Pés, já disse, não lembro: pernas apenas,
que sustentavam todo o edifício.
Atlas, lembro, e rio muito:
o mundo nas costas.
Vi assim: há alguma coisa que esqueci.

Lembro que das extremidades escarpadas do apartamento
via todos os abismos e todas as estradas,
nada cabendo na certeza
das equações de minhas emoções despedaçadas.
Vi assim:
o dente sujo, pálpebra, asco, fúria,
sangue escorrendo até o pescoço: mordida.
Dor intensa, os cubos de gelo
no copo aéreo cheio de uísque.
Quando foi o corpo?
Não vi, mas era assim:
avenidas zunindo um atropelamento constante
carros cada vez mais rápidos
e o vagar do homem cada vez maior.
Lembro de pequenas faixas no céu,
mas isso já não era o corpo.
O machado na cabeça: aí sim, o corpo.
Duas cabeças agora, o machado sibilando no ar.
Dois olhos agora.

Vi assim:
dos movimentos etéreos
das curvas dos braços
dos toques em locais de peles cobertas
do sorriso crepuscular
um beijo hesitava
entre os dois olhos borrados.
Lembro dos lábios cerrados
das pernas
dos seios também. Menino...
Era assim:
um corpo estúpido
vendo um céu sem estrelas
mas com duas luas.
Diziam os loucos
que a lua vinha da Ásia:
lá me ouviram.

Era tanto movimento, que vi assim:
um verde morto
algo no cabelo
uma expectativa de um parto solitário.
Vi lágrimas depois.
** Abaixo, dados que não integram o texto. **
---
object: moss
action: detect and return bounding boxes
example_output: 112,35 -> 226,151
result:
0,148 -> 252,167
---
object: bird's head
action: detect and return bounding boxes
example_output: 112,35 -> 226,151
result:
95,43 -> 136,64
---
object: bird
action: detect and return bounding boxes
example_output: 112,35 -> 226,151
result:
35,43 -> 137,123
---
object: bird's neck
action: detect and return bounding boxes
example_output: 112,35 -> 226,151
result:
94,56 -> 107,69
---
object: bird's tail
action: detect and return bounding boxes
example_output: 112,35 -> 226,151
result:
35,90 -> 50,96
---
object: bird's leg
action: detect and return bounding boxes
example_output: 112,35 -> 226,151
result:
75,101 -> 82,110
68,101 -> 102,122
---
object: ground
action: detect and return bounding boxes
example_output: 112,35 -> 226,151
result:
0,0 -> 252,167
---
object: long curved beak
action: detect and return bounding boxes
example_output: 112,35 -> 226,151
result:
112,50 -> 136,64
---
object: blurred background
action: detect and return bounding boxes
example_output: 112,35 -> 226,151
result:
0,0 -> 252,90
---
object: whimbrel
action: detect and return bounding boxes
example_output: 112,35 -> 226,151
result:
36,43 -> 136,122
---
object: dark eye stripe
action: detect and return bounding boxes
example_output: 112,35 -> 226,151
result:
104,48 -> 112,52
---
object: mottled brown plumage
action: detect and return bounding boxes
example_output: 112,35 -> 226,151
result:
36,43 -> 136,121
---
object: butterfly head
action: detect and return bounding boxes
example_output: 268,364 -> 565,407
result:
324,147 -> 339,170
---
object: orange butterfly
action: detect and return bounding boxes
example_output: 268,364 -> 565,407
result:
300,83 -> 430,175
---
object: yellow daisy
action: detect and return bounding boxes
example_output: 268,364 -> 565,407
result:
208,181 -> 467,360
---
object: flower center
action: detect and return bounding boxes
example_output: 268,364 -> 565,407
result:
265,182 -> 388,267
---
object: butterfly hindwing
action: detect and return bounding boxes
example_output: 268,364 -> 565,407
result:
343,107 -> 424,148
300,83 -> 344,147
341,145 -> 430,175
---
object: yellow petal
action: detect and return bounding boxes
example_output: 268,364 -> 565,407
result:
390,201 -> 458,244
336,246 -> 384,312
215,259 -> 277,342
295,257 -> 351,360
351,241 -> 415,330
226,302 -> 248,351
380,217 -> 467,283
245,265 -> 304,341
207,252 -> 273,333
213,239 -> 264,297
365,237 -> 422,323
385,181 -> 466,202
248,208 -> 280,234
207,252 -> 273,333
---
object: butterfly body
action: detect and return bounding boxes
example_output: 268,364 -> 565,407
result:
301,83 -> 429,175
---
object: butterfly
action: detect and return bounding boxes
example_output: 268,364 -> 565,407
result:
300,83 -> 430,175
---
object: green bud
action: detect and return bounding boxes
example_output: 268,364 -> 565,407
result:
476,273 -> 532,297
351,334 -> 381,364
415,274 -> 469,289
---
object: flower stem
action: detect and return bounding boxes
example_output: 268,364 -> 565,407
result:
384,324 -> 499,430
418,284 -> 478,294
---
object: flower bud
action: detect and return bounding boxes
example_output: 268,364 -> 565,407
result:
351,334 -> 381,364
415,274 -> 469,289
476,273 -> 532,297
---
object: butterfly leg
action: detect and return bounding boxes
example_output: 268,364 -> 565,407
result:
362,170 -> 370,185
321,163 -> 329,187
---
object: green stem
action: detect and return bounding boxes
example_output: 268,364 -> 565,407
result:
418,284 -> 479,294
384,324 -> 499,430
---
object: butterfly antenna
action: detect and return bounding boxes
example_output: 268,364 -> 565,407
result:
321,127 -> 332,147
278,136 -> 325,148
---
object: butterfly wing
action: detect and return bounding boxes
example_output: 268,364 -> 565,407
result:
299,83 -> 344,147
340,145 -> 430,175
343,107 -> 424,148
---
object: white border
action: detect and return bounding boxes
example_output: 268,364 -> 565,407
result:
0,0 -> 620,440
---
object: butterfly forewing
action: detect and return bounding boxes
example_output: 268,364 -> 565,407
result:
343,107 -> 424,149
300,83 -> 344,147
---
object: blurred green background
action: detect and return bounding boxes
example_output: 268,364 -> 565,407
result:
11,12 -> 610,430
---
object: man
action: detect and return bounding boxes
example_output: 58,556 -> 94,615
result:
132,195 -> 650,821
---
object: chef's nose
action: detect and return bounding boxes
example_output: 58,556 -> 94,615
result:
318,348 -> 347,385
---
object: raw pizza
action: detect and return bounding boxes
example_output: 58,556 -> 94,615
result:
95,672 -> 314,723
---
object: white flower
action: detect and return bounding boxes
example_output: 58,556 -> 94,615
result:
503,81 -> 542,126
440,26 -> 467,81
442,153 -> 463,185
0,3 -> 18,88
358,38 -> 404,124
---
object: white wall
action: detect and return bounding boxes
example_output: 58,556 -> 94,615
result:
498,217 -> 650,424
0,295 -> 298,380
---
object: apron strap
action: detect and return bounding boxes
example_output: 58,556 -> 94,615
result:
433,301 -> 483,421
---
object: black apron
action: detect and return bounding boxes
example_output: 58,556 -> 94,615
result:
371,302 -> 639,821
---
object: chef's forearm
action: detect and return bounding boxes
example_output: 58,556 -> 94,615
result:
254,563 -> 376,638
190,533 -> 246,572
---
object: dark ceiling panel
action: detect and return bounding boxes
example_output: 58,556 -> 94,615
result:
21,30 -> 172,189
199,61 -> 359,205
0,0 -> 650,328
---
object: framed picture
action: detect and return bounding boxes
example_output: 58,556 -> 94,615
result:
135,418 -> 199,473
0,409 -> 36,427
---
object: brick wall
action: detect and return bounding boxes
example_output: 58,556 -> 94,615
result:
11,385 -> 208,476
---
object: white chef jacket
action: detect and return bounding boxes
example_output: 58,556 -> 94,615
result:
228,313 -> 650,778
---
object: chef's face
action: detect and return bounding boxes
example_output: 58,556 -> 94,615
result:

Foi assim:
a porta cerrada,
os risos,
os toques do telefone,
a amiga do outro lado
- ou o amigo, quem sabe -
mas depois um aperto tão forte
que tudo se fez água.
Pena do menino, da menina, de todos.
Temia pelo nosso futuro.
Um olho bobo agora, um olho estúpido.
Vi assim:
uma pedra escura e rara
roubada das minas de Salomão
que se partia em pedaços de papel.
Queimavam tudo em volta.
Traziam risadas e arrependimento.
A chuva cada vez mais forte,
e não choveu.
Os olhos estúpidos
apontando um norte irreal.
Era assim:
tanto braço,
tanta perna,
tanto corpo,
tanto rosto apagado.
Lembro de fotografias:
a paz nos rostos dos cadáveres da minha infância.
Como eu amava aquelas pessoas.
Como ardiam minhas vísceras
a cada pensamento daqueles:
cada imagem, uma chama.
Vi assim.

Vi também, no fim,
uma solidão tão grande,
um deserto tão perto de tudo,
lembro dos campos secando,
lembro dos vales vazios,
lembro de uma criança sozinha chorando com medo da vida...
Um corpo caído na cama,
sem anjos,
sem velas ao redor,
um corpo vivo e saudoso,
um corpo medroso,
um corpo de uma criança morta,
um corpo de mulher.
Lembro dos abraços,
de meus dentes naquela carne,
das gargalhadas no bairro inteiro.
Lembro também do caminhar com passos certos
por entre as casas antigas
as ruas de traçado planejado
e daquela flor que trazia as cores mais impossíveis do asfalto.
Não vi, mas era assim.

Raphael Negrão

Yellow Rose


Entrega

Chegaste com a chuva
Trazendo em tuas mãos a rosa amarela e delicada.
Cheiravas a terra úmida.
Terra úmida é o que eras.

Da moldura da janela,
Enquanto os braços do mar pousavam em teus ombros,
Espiavas o escuro da casa.

Do lado de fora,
Sem sentir o cheiro de mofo dos armários,
Sem ver os ladrilhos escuros do corredor infinito,
Sem pressentir o abismo por sobre o qual a varanda se estendia,
Me aguardavas com o cabo da flor
Arranhando a palma das mãos crispadas.

Abri-te a porta
E com o aroma da rosa tu entraste,
Tu também amarela e delicada,
Deixando para trás a terra úmida
Em troca da terra estranha e desabitada.